Sedangkan efek samping obat antiepilepsi yang tergolong berat, antara lain:
Peradangan organ (misalnya organ hati)
Ruam kulit parah
Depresi
Kecenderungan untuk bunuh diri
Selama pengobatan, pasien diharuskan untuk mengonsumsi obat antiepilepsi
sesuai aturan yang ditetapkan dokter, dan tidak berhenti mengonsumsi obat tanpa
sepengetahuan dokter.
Jika pemberian obat antiepilepsi belum bisa mengendalikan kejang pada
penderita epilepsi, maka dokter dapat melakukan operasi epilepsi untuk
menghilangkan bagian otak yang menyebabkan kejang. Pelaksanaan operasi ini dapat
dilaksanakan jika kejang disebabkan masalah pada bagian otak yang dapat
dihilangkan tanpa menimbulkan efek samping berarti, misalnya kemampuan bicara,
bahasa, fungsi motorik, pendengaran, atau penglihatan.
Di samping pemberian obat dan operasi, sejumlah terapi juga dapat diterapkan
pada penderita epilepsi yang mengalami kejang. Terapi tersebut berupa pemasangan
stimulator saraf di bawah kulit daerah tulang selangka (saraf vagus), untuk
mengurangi frekuensi dan intensitas kejang.
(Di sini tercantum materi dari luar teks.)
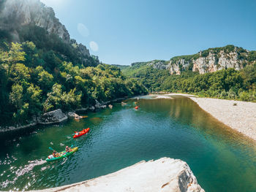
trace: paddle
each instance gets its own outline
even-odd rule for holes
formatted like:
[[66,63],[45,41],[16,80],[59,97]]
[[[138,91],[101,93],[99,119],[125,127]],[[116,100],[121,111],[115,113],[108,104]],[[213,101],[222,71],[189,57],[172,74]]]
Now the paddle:
[[49,149],[50,149],[50,150],[53,150],[52,147],[49,147]]

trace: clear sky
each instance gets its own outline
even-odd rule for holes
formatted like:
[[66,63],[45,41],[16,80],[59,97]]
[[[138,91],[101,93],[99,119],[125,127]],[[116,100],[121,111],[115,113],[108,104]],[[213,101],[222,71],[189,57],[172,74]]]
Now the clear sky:
[[256,0],[41,0],[109,64],[234,45],[256,50]]

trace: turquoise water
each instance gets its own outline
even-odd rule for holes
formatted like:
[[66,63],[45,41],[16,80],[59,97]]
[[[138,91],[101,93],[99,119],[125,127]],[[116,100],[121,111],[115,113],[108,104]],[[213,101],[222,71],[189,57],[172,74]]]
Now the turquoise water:
[[[107,174],[142,160],[187,162],[206,191],[256,191],[256,145],[189,99],[138,101],[85,114],[79,122],[0,133],[0,190],[44,189]],[[90,127],[84,137],[74,131]],[[29,130],[29,131],[28,131]],[[73,155],[46,163],[49,147]]]

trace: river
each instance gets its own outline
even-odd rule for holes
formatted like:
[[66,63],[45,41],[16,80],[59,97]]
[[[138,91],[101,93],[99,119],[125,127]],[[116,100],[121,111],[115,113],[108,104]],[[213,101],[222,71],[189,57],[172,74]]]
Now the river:
[[[0,190],[37,190],[107,174],[142,160],[186,161],[206,191],[256,191],[256,145],[183,96],[152,99],[85,114],[79,122],[0,132]],[[86,136],[74,131],[90,127]],[[67,158],[45,159],[66,145]]]

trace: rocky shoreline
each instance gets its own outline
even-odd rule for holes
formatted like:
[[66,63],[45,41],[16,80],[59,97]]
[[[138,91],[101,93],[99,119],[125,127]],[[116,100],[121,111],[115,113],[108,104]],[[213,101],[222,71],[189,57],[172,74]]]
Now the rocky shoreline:
[[56,191],[176,191],[204,192],[188,164],[179,159],[162,158],[140,161],[116,172],[91,180],[48,188]]
[[219,121],[256,141],[256,103],[200,98],[184,93],[165,93],[162,96],[159,98],[172,96],[187,96]]
[[[61,109],[56,110],[54,111],[50,111],[42,114],[39,117],[34,117],[33,119],[28,123],[28,124],[25,125],[15,125],[15,126],[0,126],[0,132],[5,132],[10,131],[14,131],[21,128],[26,128],[29,127],[33,127],[38,124],[41,125],[50,125],[59,123],[63,121],[67,120],[69,118],[75,118],[75,116],[79,116],[75,112],[96,112],[97,110],[100,110],[102,109],[106,108],[107,104],[111,102],[116,102],[118,101],[127,99],[128,97],[122,97],[118,98],[111,101],[108,101],[106,102],[99,103],[97,100],[95,100],[95,105],[92,105],[91,107],[87,107],[84,108],[76,109],[72,112],[67,112],[64,113]],[[80,116],[79,116],[80,117]]]
[[220,122],[256,141],[256,103],[189,97]]

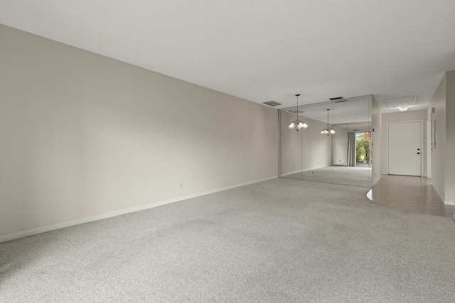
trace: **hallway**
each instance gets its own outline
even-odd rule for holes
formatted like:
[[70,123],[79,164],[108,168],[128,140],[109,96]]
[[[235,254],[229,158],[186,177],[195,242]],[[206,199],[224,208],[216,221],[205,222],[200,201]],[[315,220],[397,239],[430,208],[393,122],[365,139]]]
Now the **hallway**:
[[368,192],[370,199],[399,209],[452,218],[454,206],[446,205],[431,184],[421,177],[383,175]]

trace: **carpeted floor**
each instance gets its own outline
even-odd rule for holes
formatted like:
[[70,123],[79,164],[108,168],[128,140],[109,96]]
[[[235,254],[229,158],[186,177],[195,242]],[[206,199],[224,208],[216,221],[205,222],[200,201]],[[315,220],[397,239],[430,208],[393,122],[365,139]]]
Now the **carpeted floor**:
[[277,179],[0,243],[0,301],[455,302],[455,222]]

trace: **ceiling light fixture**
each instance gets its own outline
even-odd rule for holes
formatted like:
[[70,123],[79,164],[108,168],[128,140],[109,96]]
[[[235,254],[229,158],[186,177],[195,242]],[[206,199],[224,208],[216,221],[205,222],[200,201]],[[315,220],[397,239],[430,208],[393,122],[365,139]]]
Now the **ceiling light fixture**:
[[323,129],[322,131],[321,132],[321,134],[327,135],[327,136],[333,135],[336,133],[336,131],[333,131],[333,129],[328,127],[328,111],[330,111],[330,109],[327,109],[327,128]]
[[296,94],[296,97],[297,97],[297,110],[296,111],[297,114],[297,119],[287,127],[289,129],[295,129],[296,131],[300,131],[302,128],[306,128],[308,127],[308,124],[299,120],[299,96],[300,96],[300,94]]

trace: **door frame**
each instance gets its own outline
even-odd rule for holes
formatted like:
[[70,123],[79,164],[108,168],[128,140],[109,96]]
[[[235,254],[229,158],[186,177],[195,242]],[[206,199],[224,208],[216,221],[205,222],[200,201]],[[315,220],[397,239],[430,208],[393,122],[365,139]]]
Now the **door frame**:
[[425,147],[424,145],[424,121],[423,120],[405,120],[401,121],[391,121],[387,122],[387,132],[385,133],[385,148],[387,153],[385,153],[385,163],[387,164],[387,174],[389,175],[389,125],[390,124],[398,124],[410,122],[419,122],[420,123],[420,177],[424,174],[424,157],[426,156],[427,153],[424,151]]
[[433,121],[432,115],[428,116],[427,119],[427,135],[425,140],[427,141],[427,177],[432,177],[432,121]]

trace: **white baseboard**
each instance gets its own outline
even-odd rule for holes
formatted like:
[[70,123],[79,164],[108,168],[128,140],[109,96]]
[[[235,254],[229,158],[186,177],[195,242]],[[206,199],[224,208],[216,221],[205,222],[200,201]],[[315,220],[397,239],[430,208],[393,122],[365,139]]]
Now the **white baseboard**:
[[[441,193],[439,192],[439,191],[438,190],[438,189],[437,189],[437,188],[436,188],[436,187],[434,187],[434,184],[432,184],[432,187],[433,187],[433,189],[434,189],[434,191],[436,192],[436,193],[437,193],[437,194],[438,194],[438,196],[439,196],[439,198],[441,198],[441,200],[442,200],[442,201],[445,201],[444,197],[442,197],[442,194],[441,194]],[[445,202],[444,202],[444,204],[445,204]]]
[[29,229],[28,231],[20,231],[18,233],[1,236],[0,236],[0,243],[18,239],[19,238],[27,237],[28,236],[33,236],[38,233],[46,233],[46,231],[54,231],[55,229],[63,228],[65,227],[73,226],[78,224],[83,224],[85,223],[92,222],[94,221],[102,220],[103,219],[107,219],[107,218],[112,218],[113,216],[121,216],[125,214],[129,214],[135,211],[140,211],[145,209],[149,209],[154,207],[159,206],[161,205],[168,204],[170,203],[177,202],[178,201],[186,200],[187,199],[196,198],[200,196],[205,196],[209,194],[223,192],[223,190],[232,189],[233,188],[240,187],[242,186],[250,185],[252,184],[259,183],[260,182],[267,181],[267,180],[277,179],[277,178],[278,178],[278,176],[272,177],[265,178],[265,179],[261,179],[261,180],[255,180],[255,181],[250,181],[246,183],[242,183],[242,184],[238,184],[235,185],[228,186],[227,187],[218,188],[216,189],[209,190],[208,192],[203,192],[198,194],[190,194],[188,196],[179,197],[178,198],[170,199],[168,200],[159,201],[156,202],[150,203],[149,204],[141,205],[139,206],[121,209],[119,211],[112,211],[107,214],[102,214],[97,216],[82,218],[77,220],[70,221],[68,222],[62,222],[58,224],[49,225],[47,226],[39,227],[38,228]]

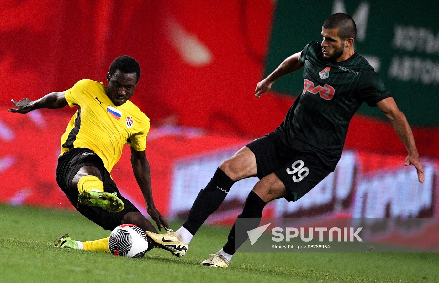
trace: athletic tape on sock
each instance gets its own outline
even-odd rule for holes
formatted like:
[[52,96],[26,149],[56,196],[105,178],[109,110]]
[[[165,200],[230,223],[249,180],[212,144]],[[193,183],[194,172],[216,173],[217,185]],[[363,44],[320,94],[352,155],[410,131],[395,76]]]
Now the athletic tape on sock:
[[92,190],[104,192],[104,184],[102,181],[93,175],[87,175],[81,177],[78,182],[78,191],[79,193]]

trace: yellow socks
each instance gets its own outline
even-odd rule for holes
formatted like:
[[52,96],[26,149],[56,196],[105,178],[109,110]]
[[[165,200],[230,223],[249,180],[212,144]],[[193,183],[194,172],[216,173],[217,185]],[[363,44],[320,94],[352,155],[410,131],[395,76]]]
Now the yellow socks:
[[108,239],[109,237],[104,238],[95,241],[87,241],[82,242],[83,249],[86,250],[93,250],[94,251],[101,251],[106,253],[110,252],[108,247]]
[[78,182],[79,193],[84,192],[104,192],[104,184],[96,176],[83,176]]

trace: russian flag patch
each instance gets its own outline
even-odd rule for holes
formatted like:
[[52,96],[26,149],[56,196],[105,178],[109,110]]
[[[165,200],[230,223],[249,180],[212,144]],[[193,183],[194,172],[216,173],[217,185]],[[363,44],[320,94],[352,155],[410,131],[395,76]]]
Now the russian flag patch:
[[122,112],[120,110],[112,107],[109,105],[108,108],[107,109],[107,111],[109,112],[110,114],[111,114],[113,117],[115,117],[115,118],[117,119],[118,120],[120,120],[120,117],[122,116]]

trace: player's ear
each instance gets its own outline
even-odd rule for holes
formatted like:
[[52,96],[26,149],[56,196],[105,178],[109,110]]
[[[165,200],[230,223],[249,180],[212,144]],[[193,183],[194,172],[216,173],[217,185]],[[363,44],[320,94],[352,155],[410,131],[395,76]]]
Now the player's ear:
[[353,37],[348,37],[345,41],[345,44],[346,47],[349,47],[354,44],[354,39]]

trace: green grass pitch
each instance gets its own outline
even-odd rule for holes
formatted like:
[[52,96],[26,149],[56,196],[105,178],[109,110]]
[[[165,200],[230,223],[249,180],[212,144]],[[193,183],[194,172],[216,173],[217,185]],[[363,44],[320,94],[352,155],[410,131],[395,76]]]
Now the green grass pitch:
[[1,205],[0,215],[2,282],[439,282],[438,254],[243,253],[220,269],[199,264],[221,248],[227,228],[202,227],[181,258],[159,249],[127,258],[53,247],[65,233],[83,241],[109,235],[79,213]]

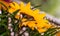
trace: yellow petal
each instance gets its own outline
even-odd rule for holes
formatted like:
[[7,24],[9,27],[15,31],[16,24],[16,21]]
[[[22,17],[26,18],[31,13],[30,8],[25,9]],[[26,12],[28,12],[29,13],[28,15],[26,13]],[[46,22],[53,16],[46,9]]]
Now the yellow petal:
[[39,12],[40,12],[39,9],[34,10],[34,13],[35,13],[35,14],[37,14],[37,13],[39,13]]
[[20,2],[20,8],[24,8],[24,3],[22,1]]
[[28,8],[28,9],[30,9],[30,8],[31,8],[31,4],[30,4],[30,2],[29,2],[28,4],[26,4],[25,7]]
[[13,2],[13,3],[14,3],[15,8],[19,9],[18,3],[16,3],[16,2]]

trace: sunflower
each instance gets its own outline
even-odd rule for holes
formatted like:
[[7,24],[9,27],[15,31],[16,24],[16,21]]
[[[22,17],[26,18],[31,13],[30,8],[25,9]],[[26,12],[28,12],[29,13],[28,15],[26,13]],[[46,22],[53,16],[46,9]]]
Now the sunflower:
[[7,9],[11,2],[12,0],[0,0],[0,9],[1,7],[3,7],[4,9]]

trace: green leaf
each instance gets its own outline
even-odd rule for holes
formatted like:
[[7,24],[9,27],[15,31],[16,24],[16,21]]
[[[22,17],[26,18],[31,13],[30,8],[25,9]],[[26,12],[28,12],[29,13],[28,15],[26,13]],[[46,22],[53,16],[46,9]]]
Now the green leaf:
[[[4,3],[0,2],[0,4],[2,4],[5,8],[7,8],[7,6],[6,6]],[[7,8],[7,9],[8,9],[8,8]]]

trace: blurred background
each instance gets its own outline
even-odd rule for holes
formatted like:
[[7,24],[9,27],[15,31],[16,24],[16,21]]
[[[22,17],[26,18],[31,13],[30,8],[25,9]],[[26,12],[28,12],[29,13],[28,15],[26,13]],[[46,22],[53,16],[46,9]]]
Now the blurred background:
[[60,0],[14,0],[24,1],[25,3],[31,2],[31,5],[35,8],[40,9],[53,15],[54,17],[60,18]]

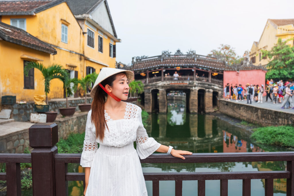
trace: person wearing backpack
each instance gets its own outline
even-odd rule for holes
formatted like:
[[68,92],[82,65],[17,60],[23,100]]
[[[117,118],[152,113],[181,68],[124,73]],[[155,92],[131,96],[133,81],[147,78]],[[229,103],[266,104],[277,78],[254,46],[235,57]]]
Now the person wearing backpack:
[[248,83],[246,85],[246,95],[247,96],[247,103],[249,104],[249,102],[250,101],[250,104],[252,104],[252,103],[251,102],[251,96],[253,93],[253,89],[249,86],[249,83]]
[[265,85],[265,92],[266,92],[266,98],[265,99],[265,101],[267,102],[268,98],[269,97],[270,99],[270,102],[273,101],[272,98],[270,97],[270,88],[268,85],[267,84]]
[[240,84],[239,85],[239,87],[237,88],[237,90],[238,91],[238,100],[240,100],[240,98],[241,98],[241,100],[243,101],[243,98],[242,98],[242,93],[243,92],[243,89],[241,87],[241,85]]
[[263,92],[264,92],[264,88],[263,88],[264,87],[264,86],[263,86],[263,84],[262,84],[261,86],[259,89],[259,92],[258,93],[258,101],[257,102],[257,103],[262,103],[262,95],[263,94]]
Terapi lainnya adalah pemasangan elektroda pada bagian otak yang
disebut thalamus, yang disambungkan dengan stimulator di tulang dada atau tulang
kepala, untuk mengirim sinyal listrik pada otak dan meredakan kejang. Terapi ini
disebut deep brain stimulation.
Sedangkan terapi yang cukup efektif dalam mengatasi kejang pada penderita
anak-anak adalah dengan diet ketogenik (pola makan dengan kadar lemak tinggi,
kadar protein rendah, dan bebas karbohidrat). Sementara, terapi tambahan
untuk menghindari pemicu kejang dapat dilakukan dengan aromaterapi yang
membuat penderita merasa rileks dan meredakan stres.
Dalam kasus epilepsi idiopatik di mana penyebabnya belum diketahui, maka
langkah yang bisa dilakukan adalah menghindari pemicu yang menimbulkan kejang.